Protect the Currituck Wild Horses
The wild horses of the Currituck Outer Banks are descendents of Spanish mustangs brought to the North Carolina coastline in the 1600s. These horses are WILD and should be enjoyed from a safe distance. A County ordinance prohibits people from getting within 50 feet of the horses. DO NOT FEED THE HORSES.
In recent years, the horses have suffered from many acts of violence. Some have been shot and others have been hit by careless drivers. As a result, a reward fund has been established for information leading to the conviction of the person or persons who commit crimes against the horses. To report violations, call the Currituck Sheriff’s Office at 252-453-8204. For more information about the wild horses, call the Corolla Wild Horse Fund at 252-453-8002 or visit their website.
If You Need Help …
Call 9-1-1 for emergency assistance at any time. When you dial 9-1-1, you will reach Currituck County Communications. Dispatchers will contact the appropriate emergency personnel. Currituck County is proud to have competent fire and rescue squads in both Corolla and Carova Beach. Please report any questionable activities to the proper authorities:
The Carova Beach Volunteer Fire Department is located at 2169 Ocean Pearl Road. To get to the station from the beach, turn at the ramp located between the 21 and 22 mile markers. The ramp has a Fire House sign marking the turn. The Fire Station is not staffed at all times.
Many people and animals live on the North Beach. The dunes and property behind them are privately owned. Please restrict driving to the traveled roads. The laws of the beach are enforceable in this area as well.
Things to Remember When Using the Beach in Corolla
- Fill your gas tank before driving onto the beach. There are no gas stations located in the four-wheel-drive area.
- The beach is a Public Vehicular Area. Emergency and personal vehicles drive this strip of land each day. The law requires that individuals fill ruts, holes, and sand structures they have created. Parking correctly on the beach is critical for the safety of people and pets.

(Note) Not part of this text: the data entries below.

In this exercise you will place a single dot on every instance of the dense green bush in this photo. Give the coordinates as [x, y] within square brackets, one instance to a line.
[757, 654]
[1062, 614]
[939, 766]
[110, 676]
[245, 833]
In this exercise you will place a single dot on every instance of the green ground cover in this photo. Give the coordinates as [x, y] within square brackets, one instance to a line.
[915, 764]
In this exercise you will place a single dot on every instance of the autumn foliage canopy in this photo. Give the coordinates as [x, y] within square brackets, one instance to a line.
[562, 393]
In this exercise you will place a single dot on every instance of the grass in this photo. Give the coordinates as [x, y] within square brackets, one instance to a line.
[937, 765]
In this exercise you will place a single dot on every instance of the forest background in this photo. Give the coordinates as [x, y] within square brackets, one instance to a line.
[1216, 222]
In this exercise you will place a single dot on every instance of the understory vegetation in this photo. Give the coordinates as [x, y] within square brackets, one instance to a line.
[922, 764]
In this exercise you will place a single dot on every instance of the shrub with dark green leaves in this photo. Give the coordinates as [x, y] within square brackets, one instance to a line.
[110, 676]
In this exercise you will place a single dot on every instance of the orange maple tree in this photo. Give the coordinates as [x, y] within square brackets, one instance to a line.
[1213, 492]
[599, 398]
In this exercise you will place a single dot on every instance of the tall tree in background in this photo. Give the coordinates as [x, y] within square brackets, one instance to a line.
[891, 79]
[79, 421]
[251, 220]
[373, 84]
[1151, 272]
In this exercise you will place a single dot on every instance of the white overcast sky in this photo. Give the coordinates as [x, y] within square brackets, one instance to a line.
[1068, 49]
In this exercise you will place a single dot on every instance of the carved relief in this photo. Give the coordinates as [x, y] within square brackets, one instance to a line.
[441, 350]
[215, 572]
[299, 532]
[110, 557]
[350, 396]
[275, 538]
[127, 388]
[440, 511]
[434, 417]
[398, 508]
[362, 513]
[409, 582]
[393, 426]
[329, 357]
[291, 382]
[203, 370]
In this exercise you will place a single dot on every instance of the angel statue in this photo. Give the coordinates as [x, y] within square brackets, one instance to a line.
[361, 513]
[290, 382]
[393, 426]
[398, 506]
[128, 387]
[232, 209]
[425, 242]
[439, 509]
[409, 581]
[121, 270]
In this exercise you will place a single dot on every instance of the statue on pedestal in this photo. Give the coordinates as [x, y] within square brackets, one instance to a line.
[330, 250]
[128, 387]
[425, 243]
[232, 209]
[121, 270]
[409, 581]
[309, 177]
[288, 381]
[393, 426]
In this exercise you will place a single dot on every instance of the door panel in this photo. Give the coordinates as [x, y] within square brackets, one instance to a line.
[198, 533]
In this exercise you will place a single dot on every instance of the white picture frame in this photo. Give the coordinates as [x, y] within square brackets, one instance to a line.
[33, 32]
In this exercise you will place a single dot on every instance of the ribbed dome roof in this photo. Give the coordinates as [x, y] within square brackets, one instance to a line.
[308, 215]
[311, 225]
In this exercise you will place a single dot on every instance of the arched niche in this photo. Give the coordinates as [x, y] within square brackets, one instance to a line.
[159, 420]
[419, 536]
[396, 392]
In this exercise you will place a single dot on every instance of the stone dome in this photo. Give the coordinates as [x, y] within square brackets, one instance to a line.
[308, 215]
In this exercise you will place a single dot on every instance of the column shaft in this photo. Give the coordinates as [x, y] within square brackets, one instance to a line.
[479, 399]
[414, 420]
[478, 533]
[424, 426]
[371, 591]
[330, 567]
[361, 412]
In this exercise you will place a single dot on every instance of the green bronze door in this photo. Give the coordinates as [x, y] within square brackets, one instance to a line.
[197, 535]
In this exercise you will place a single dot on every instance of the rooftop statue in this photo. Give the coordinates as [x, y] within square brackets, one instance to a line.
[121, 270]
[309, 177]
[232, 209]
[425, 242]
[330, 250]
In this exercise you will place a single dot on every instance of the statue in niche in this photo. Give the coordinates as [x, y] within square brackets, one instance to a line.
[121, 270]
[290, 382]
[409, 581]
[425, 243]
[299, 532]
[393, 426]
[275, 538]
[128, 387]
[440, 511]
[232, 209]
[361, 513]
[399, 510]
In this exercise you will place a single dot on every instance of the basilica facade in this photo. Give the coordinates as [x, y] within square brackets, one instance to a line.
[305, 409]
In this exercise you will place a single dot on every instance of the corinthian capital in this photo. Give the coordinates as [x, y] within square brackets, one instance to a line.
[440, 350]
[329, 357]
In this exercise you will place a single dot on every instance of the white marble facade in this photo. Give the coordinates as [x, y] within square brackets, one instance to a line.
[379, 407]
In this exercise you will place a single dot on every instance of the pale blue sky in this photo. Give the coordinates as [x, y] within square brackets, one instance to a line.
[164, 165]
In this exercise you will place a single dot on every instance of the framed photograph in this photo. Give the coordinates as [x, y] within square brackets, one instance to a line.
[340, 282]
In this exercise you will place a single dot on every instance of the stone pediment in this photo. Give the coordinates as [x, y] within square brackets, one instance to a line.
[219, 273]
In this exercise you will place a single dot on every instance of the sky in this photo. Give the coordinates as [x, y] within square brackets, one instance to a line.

- Always keep your vehicle and personal property such as chairs, beach umbrellas, etc. centered between the waterline and the dune line.This may involve moving vehicles and belongings with the tide change.
- Addresses (house numbers) behind the dunes correspond with the beach mile markers (x 100).
- The Carova Beach Volunteer Fire Department sells T-shirts, ice, and cold drinks. It is open 12:00 – 2:00 p.m. on Wednesdays, Saturdays, and Sundays throughout the summer.
- An outside pay telephone is available at the Carova Beach Fire Station.